The goal here is to get your Inbox either empty or so that it contains messages that require some response of you. I've experimented with having @Action, @Response, and @Waiting mail folders and noticed that either I spent too much time shifting through them or that I forgot to check them regularly enough. I transitioned to letting actionable items sit in my Inbox, but to get the psychological release, all the stuff in there had to be stuff that required some sort of prolonged action. Despite it being somewhat of a task parking lot, the goal is still to get it to zero.
Of course, the R.A.F.T. method isn't anything special, and the elements of it are covered in GTD's processing system. However, "R.A.F.T." is a nice little mantra to help you through your Inbox.
Here are some other quick tips:
Don't check email first thing in the morning. Doing so starts your day off responding to external projects and actions rather than advancing internal projects. Do your work first and make other people wait their turn.

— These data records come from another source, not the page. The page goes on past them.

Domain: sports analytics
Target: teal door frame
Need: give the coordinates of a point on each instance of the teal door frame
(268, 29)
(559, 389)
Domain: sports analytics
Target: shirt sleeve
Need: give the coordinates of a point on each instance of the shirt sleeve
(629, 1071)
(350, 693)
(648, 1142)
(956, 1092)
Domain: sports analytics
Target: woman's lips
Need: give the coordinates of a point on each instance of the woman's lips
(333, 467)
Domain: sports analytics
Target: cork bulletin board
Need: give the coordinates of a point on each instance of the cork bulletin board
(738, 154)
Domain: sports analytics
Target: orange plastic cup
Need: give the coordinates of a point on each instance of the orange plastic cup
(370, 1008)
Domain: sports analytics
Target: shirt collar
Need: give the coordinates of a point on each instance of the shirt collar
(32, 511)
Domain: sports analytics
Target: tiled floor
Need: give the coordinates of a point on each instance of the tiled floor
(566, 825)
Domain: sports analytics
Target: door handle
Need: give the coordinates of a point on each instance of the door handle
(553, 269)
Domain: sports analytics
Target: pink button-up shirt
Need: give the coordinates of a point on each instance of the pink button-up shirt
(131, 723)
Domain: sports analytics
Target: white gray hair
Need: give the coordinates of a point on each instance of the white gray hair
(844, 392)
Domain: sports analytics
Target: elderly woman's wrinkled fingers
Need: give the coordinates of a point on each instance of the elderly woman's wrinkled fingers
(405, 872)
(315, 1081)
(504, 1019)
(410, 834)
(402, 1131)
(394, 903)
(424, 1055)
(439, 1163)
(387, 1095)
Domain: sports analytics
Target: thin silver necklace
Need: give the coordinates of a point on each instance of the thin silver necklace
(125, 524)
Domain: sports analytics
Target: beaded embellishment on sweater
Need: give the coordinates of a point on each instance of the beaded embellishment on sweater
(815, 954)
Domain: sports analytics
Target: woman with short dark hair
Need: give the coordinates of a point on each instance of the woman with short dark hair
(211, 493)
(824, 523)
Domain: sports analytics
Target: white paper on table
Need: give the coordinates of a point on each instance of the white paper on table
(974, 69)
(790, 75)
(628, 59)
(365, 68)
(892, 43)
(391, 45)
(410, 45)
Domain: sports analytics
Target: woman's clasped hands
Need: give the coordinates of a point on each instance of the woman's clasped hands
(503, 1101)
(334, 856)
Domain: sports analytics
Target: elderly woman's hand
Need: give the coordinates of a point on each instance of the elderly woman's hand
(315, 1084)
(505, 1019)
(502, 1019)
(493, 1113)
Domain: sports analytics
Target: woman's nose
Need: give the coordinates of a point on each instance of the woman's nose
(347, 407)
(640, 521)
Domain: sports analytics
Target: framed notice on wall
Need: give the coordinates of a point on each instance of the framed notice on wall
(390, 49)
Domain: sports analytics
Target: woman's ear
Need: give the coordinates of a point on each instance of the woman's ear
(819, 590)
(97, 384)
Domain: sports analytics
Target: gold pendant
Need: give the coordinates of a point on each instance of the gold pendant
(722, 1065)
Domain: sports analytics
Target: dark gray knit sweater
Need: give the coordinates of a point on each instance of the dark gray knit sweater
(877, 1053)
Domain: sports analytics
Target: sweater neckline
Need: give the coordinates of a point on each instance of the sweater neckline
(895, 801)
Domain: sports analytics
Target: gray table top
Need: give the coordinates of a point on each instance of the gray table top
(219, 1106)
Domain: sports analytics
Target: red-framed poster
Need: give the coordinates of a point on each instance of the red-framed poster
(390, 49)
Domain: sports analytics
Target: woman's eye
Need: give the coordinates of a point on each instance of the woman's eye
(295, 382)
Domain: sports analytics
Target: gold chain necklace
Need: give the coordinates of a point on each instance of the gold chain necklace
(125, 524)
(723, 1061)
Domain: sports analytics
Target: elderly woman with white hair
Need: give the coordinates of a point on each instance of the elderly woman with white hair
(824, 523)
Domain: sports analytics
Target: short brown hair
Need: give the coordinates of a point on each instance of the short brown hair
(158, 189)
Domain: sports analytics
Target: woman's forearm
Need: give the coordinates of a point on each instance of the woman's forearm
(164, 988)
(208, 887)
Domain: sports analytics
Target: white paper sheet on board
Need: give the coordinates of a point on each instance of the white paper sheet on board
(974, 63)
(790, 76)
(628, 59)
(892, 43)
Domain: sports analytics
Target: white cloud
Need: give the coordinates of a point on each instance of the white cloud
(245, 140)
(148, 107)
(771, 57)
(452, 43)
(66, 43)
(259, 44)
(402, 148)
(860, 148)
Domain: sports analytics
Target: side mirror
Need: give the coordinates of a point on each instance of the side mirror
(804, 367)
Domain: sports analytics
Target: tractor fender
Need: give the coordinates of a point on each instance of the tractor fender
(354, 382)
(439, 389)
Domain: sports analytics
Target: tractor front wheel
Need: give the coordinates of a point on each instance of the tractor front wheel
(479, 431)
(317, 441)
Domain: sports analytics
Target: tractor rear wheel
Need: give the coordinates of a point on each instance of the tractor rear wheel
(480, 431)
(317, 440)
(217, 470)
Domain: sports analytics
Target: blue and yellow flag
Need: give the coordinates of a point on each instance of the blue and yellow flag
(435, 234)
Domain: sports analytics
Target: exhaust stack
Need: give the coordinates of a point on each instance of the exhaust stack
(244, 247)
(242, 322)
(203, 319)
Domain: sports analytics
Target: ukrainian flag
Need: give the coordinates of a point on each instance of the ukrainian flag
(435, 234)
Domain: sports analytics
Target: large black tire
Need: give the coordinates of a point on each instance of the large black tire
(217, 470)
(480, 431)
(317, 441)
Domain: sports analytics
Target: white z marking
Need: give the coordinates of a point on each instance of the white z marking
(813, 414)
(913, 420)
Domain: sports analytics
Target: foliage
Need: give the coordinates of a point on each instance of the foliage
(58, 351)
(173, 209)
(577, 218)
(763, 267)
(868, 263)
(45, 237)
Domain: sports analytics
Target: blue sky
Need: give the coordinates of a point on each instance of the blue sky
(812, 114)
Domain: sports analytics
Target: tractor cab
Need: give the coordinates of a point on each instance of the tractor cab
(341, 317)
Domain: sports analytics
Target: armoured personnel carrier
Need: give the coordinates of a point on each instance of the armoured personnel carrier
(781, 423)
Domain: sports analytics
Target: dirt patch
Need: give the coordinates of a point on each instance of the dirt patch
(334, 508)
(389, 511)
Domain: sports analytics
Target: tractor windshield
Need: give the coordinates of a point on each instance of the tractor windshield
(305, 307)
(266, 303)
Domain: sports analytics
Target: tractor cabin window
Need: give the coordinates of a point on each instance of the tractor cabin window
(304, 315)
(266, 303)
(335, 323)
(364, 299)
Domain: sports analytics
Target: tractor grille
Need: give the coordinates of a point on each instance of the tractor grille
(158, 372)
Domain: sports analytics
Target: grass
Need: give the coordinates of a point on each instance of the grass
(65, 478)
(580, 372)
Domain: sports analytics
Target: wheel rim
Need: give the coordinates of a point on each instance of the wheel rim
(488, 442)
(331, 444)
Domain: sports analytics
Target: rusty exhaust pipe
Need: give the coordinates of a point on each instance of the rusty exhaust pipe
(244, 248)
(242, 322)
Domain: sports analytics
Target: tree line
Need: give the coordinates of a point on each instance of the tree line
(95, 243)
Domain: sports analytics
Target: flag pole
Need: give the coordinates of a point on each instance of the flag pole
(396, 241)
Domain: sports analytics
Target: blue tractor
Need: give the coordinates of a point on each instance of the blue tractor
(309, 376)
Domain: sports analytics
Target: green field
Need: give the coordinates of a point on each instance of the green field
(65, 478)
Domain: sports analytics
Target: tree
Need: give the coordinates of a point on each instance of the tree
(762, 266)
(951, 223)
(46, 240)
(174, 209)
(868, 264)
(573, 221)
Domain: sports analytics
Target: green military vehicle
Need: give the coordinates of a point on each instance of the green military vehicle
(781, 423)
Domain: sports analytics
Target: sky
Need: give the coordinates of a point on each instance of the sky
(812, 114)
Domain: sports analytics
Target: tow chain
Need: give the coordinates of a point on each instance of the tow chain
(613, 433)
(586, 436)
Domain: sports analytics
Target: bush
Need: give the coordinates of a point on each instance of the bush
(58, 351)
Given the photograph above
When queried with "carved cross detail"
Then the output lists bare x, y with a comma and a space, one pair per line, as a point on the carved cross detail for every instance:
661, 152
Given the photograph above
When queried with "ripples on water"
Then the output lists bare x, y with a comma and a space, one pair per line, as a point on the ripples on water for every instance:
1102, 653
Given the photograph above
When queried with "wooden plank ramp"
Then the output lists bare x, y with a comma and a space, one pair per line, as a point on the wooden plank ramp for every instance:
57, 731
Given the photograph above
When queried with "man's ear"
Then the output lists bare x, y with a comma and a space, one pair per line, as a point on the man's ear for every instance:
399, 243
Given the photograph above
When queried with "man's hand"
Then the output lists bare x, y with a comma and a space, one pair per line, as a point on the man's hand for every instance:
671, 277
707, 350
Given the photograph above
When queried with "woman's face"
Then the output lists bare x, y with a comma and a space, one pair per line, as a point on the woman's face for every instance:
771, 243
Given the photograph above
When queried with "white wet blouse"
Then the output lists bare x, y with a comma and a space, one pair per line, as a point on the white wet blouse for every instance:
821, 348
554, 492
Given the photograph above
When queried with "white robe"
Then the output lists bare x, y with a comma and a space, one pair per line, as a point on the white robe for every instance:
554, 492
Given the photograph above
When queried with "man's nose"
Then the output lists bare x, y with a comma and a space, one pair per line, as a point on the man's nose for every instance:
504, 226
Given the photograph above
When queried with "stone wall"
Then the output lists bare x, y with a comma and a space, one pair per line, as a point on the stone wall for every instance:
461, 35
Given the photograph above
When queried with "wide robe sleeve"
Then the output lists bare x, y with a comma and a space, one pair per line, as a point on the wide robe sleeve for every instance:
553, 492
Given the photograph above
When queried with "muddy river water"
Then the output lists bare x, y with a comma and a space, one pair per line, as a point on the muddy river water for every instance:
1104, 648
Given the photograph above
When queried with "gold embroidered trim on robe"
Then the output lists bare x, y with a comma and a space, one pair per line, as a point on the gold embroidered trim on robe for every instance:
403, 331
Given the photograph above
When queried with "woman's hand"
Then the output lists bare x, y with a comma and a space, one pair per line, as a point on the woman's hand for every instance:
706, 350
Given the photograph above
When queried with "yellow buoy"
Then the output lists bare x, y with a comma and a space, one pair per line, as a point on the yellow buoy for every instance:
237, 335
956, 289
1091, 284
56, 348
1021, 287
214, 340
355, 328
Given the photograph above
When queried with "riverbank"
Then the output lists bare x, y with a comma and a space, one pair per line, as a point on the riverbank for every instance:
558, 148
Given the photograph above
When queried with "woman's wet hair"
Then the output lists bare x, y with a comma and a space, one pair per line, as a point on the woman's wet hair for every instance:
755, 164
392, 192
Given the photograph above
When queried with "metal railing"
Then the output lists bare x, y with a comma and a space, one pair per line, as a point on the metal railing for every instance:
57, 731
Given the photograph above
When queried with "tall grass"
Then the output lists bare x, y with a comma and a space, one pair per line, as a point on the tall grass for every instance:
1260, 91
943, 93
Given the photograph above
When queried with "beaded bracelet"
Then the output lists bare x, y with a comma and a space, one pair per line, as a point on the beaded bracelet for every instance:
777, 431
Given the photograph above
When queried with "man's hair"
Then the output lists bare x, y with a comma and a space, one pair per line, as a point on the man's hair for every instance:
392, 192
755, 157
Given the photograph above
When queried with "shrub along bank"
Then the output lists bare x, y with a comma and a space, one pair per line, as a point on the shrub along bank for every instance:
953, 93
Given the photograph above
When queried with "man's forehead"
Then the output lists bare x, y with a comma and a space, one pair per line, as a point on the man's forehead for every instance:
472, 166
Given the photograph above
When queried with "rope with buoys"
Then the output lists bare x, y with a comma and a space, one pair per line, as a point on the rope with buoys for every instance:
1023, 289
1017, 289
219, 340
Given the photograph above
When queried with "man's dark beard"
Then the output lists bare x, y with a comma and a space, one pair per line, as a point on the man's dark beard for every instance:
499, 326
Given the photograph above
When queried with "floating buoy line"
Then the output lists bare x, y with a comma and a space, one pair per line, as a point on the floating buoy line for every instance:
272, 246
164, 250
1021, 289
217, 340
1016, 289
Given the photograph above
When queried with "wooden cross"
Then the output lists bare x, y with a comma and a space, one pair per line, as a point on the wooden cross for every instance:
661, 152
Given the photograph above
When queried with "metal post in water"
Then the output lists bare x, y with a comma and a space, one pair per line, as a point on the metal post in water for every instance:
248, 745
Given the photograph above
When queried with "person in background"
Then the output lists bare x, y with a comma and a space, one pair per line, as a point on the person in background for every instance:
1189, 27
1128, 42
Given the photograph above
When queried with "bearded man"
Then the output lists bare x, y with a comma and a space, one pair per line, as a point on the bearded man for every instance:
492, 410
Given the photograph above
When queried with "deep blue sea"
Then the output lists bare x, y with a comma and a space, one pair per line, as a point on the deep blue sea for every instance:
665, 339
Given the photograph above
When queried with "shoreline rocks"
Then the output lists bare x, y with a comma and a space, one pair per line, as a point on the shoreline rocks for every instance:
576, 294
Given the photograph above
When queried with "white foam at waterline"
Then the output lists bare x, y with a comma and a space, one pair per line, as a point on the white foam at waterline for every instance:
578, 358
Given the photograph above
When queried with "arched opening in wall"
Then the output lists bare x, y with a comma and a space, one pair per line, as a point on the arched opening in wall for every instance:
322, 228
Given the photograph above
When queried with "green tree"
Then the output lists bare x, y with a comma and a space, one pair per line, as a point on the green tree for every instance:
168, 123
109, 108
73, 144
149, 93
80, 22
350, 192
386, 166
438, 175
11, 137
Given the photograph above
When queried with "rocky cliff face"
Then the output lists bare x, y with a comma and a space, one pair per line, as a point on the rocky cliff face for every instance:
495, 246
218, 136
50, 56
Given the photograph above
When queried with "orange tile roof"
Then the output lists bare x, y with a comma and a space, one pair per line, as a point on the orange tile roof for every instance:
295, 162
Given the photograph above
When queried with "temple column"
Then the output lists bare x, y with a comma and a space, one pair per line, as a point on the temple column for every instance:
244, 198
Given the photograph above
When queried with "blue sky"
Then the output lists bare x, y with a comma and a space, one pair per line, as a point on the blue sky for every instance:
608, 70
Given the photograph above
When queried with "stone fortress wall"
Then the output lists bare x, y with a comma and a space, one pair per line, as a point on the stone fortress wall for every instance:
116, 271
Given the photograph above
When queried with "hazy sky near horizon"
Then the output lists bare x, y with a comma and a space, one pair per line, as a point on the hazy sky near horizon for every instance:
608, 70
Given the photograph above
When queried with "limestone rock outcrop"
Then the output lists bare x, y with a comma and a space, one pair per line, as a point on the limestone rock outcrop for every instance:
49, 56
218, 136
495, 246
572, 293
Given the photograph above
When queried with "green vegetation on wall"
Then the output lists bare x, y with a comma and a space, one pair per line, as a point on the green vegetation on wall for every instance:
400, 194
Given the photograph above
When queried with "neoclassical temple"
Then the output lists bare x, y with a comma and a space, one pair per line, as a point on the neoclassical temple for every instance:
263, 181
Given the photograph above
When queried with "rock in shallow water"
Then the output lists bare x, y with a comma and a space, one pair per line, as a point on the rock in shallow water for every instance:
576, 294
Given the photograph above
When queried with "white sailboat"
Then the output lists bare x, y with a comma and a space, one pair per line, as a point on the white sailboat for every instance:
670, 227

Turn off the auto-checker in your mail application if you use a computer-based email application. The threat of a notification alone is enough of a psychological distraction and the reaction is much like waiting for a punch that you know is coming. Again, rather than letting other people's issues distract you, check email only when you're ready and prepared to karate-chop your way through it. This also allows you to reference your email without having to deal with the inclination to check and read new messages when you should be completing your more important projects.
Check email twice a day (or as few times as possible). Tim's insight on this is dead-on. I check it about 30 minutes before lunch and about 30 minutes before the end of whatever time I determine I'm done working. Generally, this gives me enough time to respond to short messages, schedule a time to do longer messages and actions, and file messages in their appropriate folder with time left-over.
If you get one of those nervous-I-need-an-answer-right-now email messages that would give you peace of mind to answer, quickly respond with "Hey, I've got your message and am working on an answer. I will get back to you on X day with the information/answer you've requested."This response is generally sufficient to buy you some time while you work on the other stuff. Complete the tasks and projects you've decided you'd work on while you're at your peak. Figure out the answer to those types of email messages during an allocated time prior to the time you said you'd respond and respond then and only then.
We can either process email effectively so that we can do our work, or we can let email be the work we do.